Many critics have labelled Mojo a “blues album”, but this album is more than that.  The one thing Tom Petty wanted to do with Mojo was to give Mike Campbell’s guitar another “voice”.

“I really wanted to get Mike up to the front.  He’s such an incredible guitarist.  He also plays with a lot of taste.  He edits himself back a lot of the time.  And I told him “this time I really want you right up front.
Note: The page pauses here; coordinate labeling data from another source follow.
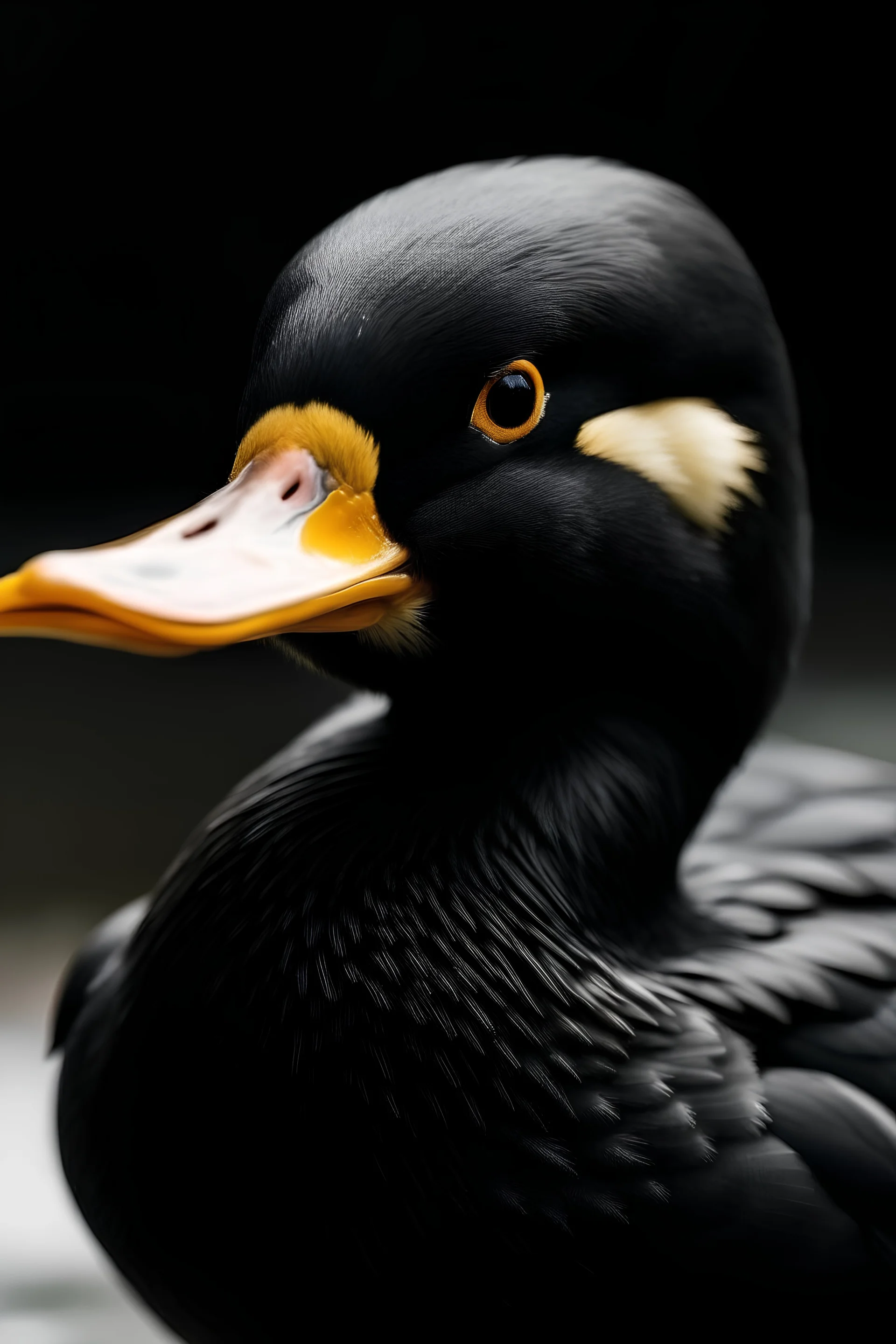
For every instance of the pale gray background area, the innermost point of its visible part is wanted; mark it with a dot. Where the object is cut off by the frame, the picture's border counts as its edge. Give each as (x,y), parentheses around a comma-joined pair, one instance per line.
(109,760)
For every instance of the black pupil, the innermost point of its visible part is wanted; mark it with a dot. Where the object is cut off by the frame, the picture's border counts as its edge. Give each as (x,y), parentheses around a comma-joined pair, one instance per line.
(511,401)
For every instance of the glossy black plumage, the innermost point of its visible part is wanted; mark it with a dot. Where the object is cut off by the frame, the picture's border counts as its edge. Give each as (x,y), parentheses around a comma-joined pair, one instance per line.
(422,1022)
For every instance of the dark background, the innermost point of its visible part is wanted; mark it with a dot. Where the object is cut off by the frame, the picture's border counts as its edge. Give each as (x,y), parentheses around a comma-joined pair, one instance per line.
(160,166)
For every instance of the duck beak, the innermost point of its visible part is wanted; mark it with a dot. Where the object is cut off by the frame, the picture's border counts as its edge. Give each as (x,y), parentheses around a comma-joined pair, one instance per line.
(282,549)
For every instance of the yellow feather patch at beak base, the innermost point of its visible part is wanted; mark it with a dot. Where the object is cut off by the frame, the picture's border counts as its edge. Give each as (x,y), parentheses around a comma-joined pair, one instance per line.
(688,447)
(335,441)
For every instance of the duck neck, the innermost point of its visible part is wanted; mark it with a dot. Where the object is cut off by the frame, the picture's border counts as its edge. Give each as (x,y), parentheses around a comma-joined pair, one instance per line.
(583,808)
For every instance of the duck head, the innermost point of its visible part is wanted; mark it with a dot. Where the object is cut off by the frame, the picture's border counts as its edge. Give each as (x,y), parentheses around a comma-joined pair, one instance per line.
(514,433)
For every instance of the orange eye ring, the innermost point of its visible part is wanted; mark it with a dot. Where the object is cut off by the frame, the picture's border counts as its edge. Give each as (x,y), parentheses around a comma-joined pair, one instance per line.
(503,433)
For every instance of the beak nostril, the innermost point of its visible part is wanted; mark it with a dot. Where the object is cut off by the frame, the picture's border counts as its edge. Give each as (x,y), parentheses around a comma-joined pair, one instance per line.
(198,532)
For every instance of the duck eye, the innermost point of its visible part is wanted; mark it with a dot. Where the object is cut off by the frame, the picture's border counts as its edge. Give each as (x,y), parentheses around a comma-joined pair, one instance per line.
(511,405)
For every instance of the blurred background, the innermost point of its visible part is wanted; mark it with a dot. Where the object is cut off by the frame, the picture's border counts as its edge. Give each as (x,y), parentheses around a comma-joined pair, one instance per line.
(160,167)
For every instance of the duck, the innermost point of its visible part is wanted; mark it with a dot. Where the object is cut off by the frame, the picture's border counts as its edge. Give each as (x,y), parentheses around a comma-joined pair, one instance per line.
(525,988)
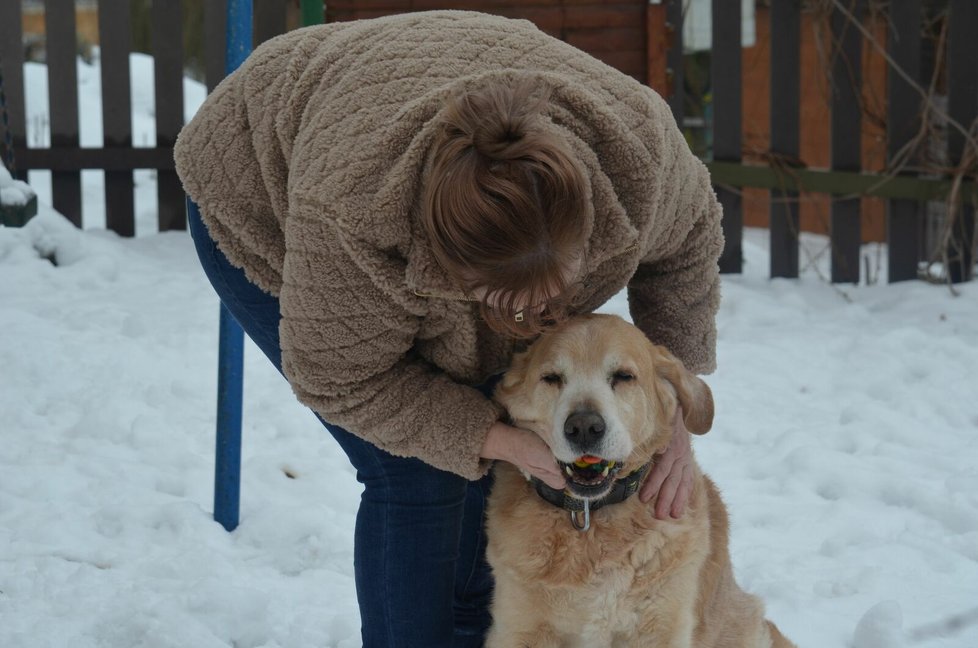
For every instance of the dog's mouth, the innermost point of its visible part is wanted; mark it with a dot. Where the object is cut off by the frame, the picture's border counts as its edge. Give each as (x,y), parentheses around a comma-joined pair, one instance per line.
(589,476)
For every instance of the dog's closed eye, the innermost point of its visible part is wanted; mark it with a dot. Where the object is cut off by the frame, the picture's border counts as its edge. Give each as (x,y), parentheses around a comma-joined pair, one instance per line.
(621,376)
(551,378)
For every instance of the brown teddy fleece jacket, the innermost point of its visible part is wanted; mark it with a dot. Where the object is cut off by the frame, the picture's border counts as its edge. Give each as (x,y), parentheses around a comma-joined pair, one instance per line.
(307,165)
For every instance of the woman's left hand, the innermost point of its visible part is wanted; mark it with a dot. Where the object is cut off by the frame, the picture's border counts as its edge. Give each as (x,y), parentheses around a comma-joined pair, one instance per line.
(671,477)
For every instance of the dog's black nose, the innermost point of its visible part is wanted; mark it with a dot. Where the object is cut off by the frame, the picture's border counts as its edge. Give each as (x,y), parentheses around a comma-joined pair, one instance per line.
(584,429)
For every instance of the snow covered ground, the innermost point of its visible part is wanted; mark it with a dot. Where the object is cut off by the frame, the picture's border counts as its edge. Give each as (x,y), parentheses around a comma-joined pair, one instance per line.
(845,444)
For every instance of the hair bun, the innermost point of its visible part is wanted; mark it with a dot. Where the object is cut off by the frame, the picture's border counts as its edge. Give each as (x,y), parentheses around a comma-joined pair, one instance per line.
(497,120)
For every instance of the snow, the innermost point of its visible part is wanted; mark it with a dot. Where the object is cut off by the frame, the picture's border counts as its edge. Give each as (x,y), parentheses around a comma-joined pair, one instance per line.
(13,192)
(845,446)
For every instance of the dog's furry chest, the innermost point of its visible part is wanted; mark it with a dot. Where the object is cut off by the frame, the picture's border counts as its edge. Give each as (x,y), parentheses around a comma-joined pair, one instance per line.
(595,587)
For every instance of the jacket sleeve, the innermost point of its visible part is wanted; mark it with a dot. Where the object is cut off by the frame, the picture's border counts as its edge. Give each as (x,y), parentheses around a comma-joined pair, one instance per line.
(347,349)
(675,293)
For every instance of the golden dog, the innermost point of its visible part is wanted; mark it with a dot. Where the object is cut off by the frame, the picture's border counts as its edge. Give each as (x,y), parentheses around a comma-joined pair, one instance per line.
(603,398)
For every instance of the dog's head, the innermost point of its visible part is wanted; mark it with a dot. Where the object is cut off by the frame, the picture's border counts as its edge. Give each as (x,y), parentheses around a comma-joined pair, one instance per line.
(603,397)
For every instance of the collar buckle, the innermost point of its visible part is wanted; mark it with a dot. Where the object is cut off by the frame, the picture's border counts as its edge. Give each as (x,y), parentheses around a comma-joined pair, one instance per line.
(584,525)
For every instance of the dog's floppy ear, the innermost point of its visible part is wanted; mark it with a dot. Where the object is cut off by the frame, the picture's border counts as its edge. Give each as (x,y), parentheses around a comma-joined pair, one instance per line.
(694,394)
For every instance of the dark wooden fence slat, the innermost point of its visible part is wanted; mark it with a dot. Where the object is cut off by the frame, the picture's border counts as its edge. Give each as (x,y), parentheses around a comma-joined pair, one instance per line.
(845,230)
(903,225)
(839,183)
(725,74)
(63,101)
(962,54)
(167,35)
(115,36)
(12,58)
(785,104)
(674,59)
(269,20)
(73,158)
(215,28)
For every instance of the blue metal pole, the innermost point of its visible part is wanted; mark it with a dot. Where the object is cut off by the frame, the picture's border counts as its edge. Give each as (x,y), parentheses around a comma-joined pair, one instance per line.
(230,353)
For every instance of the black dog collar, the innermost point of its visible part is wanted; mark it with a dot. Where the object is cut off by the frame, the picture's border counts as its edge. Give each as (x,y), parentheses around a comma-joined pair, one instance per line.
(621,490)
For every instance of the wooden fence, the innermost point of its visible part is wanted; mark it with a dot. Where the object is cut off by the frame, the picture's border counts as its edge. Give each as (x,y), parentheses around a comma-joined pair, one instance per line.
(641,37)
(785,174)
Let’s look at this like it’s a John Mayall record or a Jeff Beck record where the guitar is right up in the front.  You’re gonna be the other voice on the record.”

Mike got a 1959 Les Paul…and all hell broke loose.

Normally, Mike Campbell is a guitarist in the George Harrison mold – he plays whatever the song requires and doesn’t overstay his welcome.  But on Mojo, Tom Petty uncaged a guitar god beast.  Campbell and Petty do a great imitation of Duane Allman and Dickey Betts, playing harmony guitar parts in First Flash of Freedom.  Campbell throws down the Led Zeppelin “hammer of the gods” with I Should Have Known It, and he summons the ghost of John Lennon’s I Want You [She’s So Heavy] on the album’s final cut, Good Enough.  Not content with just “blues rock”, there’s real honest-to-God blues with U.S. 41 and Lover’s Touch, there’s what I like to call “music noir” [like 1940s film noir, only musical] with The Trip to Pirate’s Cove and Something Good Coming.  The band even throws in a little white-boy reggae with Don’t Pull Me Over [full disclosure – I don’t like this one, but I mention it to highlight this album’s musical diversity].  Benmont Tench is his usual, superb self, providing the right colors with acoustic piano, Hammond C-3 organ, and Wurlitzer piano.

The Heartbreakers’ next [and so far, last] album, Hypnotic Eye [2014], returned to shorter songs. 
When asked about the direction of Hypnotic Eye“As far as being a rock and roll record, you know where the first things we caught were some blues, we got three or four blues that came out very well.  I didn’t feel that that was the road to go down.  I felt like we’d been down that road, and though they came out really well, the next batch of songs tended to be different and when we recorded those suddenly we’re in rock-and-roll world and it’s going really well and I think that kind of dictated – this is all very subliminal – I mean, do I sit down and think about, you know, what direction I’m going?  I’m going with what’s working…

I really wanted a groove more than anything…you know, I just wanted the bass and drums to really groove.  I want the groove to be good on everything, and that’s missing from a lot of people that still try to do the rock-and-roll.  The rhythm section is so important, you know, it must be, it must create almost a trance, you know, between the bass drums and the rhythm instruments.  And that’s easy to say and hard to do – it’s not so easy but I guess our opinion is if we’re gonna do this as old men, then we should probably bring some level of sophistication to the table like we’ve gotten better at this and there’s actually a reason for us to do it…

Campbell’s guitar sound is razor sharp, and he plays his share of face-melting solos.  But it’s bassist Ron Blair who stands out.  On first listen to the groove-fest that is Fault Lines, I wondered when Ron Blair turned into Jack Bruce.  Not that Blair’s playing is overly busy, but his bass sound is huge.  I’ve never heard the bass so prominent in the mix on a Heartbreakers album.  Check out Fault Lines, Red River, and Forgotten Man and you can hear for yourself the bass’s newfound prominence on a Heartbreakers record.  Ron Blair and drummer Steve Ferrone are as solid a rhythm section as they come.  For each song, they get right in the pocket [Duck Dunn and Al Jackson, Jr would be proud].  They never make a misstep.  There is some blues on Burnt Out Town [the piano of Benmont Tench is especially impressive], and the Heartbreakers throw us a curveball with the jazzy [in a good way] Full Grown Boy.

Tom Petty is gone now, but he left us a lot of good stuff to listen to.  Rest in peace.